Open questions include the integration of hardware-coherent memory for simplified synchronization, cross-platform peer DMA for KV sharing, extension to hybrid cloud/edge or federated environments, and the generalization of disaggregated orchestration mechanisms to other data-intensive domains (databases, analytics engines).

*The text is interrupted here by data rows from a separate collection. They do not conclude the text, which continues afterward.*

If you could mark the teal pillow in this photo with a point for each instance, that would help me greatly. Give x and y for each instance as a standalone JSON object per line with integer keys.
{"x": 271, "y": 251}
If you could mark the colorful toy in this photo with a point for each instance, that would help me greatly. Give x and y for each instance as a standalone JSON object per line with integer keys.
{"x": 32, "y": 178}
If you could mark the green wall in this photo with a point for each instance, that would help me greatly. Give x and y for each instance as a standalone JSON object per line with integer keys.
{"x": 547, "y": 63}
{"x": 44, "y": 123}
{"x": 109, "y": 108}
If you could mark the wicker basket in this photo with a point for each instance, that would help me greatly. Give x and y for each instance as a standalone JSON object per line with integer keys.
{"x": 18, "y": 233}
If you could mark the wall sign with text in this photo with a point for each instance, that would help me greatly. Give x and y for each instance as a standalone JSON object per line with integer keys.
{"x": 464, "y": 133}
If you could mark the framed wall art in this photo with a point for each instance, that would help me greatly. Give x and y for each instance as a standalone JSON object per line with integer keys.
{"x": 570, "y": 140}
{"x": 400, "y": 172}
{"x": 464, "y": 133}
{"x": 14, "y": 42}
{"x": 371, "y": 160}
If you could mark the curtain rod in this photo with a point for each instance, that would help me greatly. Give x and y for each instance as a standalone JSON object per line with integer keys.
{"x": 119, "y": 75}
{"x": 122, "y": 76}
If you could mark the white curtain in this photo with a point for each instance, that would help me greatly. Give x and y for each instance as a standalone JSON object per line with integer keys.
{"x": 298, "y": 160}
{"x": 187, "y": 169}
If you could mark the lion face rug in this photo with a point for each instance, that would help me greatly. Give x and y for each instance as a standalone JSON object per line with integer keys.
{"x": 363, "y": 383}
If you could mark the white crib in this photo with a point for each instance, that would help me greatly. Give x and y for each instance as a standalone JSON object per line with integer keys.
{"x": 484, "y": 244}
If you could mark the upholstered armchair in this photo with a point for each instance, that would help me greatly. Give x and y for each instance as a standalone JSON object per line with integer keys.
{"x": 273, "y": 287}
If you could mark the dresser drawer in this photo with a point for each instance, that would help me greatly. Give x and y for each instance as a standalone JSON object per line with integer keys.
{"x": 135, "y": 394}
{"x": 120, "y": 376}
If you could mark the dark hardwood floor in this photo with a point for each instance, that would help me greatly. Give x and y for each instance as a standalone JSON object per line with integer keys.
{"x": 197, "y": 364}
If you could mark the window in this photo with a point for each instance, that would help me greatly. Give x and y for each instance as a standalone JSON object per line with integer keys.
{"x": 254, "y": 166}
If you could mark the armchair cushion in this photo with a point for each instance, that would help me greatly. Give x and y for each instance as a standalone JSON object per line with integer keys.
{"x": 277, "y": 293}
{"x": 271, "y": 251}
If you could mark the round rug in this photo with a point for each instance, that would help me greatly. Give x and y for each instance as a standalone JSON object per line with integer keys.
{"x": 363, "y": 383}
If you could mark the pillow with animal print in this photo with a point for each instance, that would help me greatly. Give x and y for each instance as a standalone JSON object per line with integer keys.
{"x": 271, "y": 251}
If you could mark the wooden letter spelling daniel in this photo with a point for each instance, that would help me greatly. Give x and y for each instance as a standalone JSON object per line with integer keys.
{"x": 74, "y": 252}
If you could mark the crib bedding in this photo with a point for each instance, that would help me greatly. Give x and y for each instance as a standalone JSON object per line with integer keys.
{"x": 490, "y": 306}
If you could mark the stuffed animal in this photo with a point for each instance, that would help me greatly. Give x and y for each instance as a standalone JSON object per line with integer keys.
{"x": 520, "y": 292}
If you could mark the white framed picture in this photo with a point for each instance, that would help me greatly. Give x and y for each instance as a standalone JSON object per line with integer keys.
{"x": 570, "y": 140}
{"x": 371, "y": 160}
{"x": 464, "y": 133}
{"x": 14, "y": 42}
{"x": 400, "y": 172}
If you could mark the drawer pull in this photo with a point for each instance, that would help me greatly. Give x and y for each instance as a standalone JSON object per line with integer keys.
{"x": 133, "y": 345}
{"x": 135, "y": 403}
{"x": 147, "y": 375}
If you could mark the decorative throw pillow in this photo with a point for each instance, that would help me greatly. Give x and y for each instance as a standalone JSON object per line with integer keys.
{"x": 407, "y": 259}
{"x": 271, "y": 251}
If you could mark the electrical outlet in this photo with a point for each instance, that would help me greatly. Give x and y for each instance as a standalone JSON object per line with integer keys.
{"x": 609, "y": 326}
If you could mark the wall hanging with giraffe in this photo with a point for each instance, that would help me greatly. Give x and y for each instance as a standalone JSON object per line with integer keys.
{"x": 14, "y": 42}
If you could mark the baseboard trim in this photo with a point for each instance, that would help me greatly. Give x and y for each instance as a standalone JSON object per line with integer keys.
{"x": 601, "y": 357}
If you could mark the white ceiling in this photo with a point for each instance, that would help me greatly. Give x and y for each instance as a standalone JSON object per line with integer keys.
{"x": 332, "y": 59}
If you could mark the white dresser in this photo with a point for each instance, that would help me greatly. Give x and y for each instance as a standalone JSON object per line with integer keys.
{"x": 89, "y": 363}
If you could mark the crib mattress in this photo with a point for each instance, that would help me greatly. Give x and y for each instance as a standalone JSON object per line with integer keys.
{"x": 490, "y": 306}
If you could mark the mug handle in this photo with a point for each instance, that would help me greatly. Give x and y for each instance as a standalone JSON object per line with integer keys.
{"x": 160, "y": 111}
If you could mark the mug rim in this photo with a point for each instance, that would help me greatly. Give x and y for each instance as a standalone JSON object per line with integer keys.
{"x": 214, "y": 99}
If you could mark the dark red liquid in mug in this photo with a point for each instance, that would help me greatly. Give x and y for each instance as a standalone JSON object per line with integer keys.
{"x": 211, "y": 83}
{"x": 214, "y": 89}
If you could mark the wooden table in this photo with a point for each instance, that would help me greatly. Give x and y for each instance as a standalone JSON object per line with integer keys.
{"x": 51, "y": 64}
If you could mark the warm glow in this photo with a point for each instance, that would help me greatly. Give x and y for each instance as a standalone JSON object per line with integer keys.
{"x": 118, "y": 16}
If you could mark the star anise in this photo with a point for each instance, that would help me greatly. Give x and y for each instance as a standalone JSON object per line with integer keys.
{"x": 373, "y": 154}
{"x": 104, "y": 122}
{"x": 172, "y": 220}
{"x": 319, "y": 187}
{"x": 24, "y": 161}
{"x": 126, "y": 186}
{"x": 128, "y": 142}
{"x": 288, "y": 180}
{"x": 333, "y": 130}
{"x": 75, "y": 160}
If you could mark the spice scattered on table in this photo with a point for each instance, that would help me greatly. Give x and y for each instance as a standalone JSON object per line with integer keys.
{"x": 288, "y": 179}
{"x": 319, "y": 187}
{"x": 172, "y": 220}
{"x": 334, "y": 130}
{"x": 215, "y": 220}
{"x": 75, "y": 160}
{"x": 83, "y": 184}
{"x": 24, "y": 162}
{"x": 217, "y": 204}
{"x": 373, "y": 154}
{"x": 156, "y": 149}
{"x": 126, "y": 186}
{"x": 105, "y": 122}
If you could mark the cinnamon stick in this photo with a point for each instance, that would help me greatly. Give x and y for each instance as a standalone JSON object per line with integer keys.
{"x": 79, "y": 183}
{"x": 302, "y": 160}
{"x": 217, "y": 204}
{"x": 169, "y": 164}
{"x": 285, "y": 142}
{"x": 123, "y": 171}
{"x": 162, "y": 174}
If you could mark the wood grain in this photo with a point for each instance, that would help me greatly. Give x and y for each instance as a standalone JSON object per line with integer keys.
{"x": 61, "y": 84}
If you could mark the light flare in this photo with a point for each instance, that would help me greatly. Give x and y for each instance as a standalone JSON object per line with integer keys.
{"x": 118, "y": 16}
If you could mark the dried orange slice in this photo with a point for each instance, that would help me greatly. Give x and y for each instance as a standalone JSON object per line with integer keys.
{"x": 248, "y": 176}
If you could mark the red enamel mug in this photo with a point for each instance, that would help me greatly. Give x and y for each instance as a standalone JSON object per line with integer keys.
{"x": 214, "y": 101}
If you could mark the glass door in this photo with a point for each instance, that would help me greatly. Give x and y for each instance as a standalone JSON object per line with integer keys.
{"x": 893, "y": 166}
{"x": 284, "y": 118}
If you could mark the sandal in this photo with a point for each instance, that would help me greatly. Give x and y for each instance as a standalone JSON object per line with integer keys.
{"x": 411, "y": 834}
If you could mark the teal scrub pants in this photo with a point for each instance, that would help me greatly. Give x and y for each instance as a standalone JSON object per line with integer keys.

7. Representative Quantitative Outcomes

The operational impact of disaggregated serving systems is substantial across application areas. Select performance results include:

System Key Gains vs. Baseline
TraCT (Yoon et al., 20 Dec 2025) TTFT up to 9.8× lower; P99 latency up to 6.2× lower; 1.6× higher throughput
DistServe (Zhong et al., 2024) 2–4.5× peak goodput; 7.4–10.2× tighter SLO attainable
BanaServe (He et al., 15 Oct 2025) 1.2–3.9× throughput, 1.4–70.1% lower latency vs. leading baselines
EcoServe (Du et al., 25 Apr 2025) 65–85% goodput gain vs. non-disaggregated on commodity clusters
Mooncake (Qin et al., 2024) Up to 525% throughput gain in long-context workloads
DisaggRec (Ke et al., 2022) 21–49.3% TCO reduction, near-monolithic throughput, with flexible scaling
PrefillShare (Woo et al., 12 Feb 2026) 4.5× lower p95 latency, 3.9× higher throughput for multi-model agents

These results demonstrate the transformative effect of disaggregation on both resource efficiency and user-perceived latency, especially under tight SLOs and scalable, heterogeneous deployments.


In sum, the disaggregated serving system paradigm is a foundational architectural principle for next-generation large-scale AI serving, characterized by logical and physical phase/operator separation, dynamic orchestration, and high-performance intra/inter-node communication. It enables robust, cost-effective, and SLO-compliant deployment of LLMs, recommendation engines, and multimodal inferencing in both datacenter and cloud-edge environments (Yoon et al., 20 Dec 2025, Ke et al., 2022, Zhong et al., 2024, Cho et al., 26 Feb 2026, Du et al., 25 Apr 2025, He et al., 15 Oct 2025, Jin et al., 2024, Woo et al., 12 Feb 2026).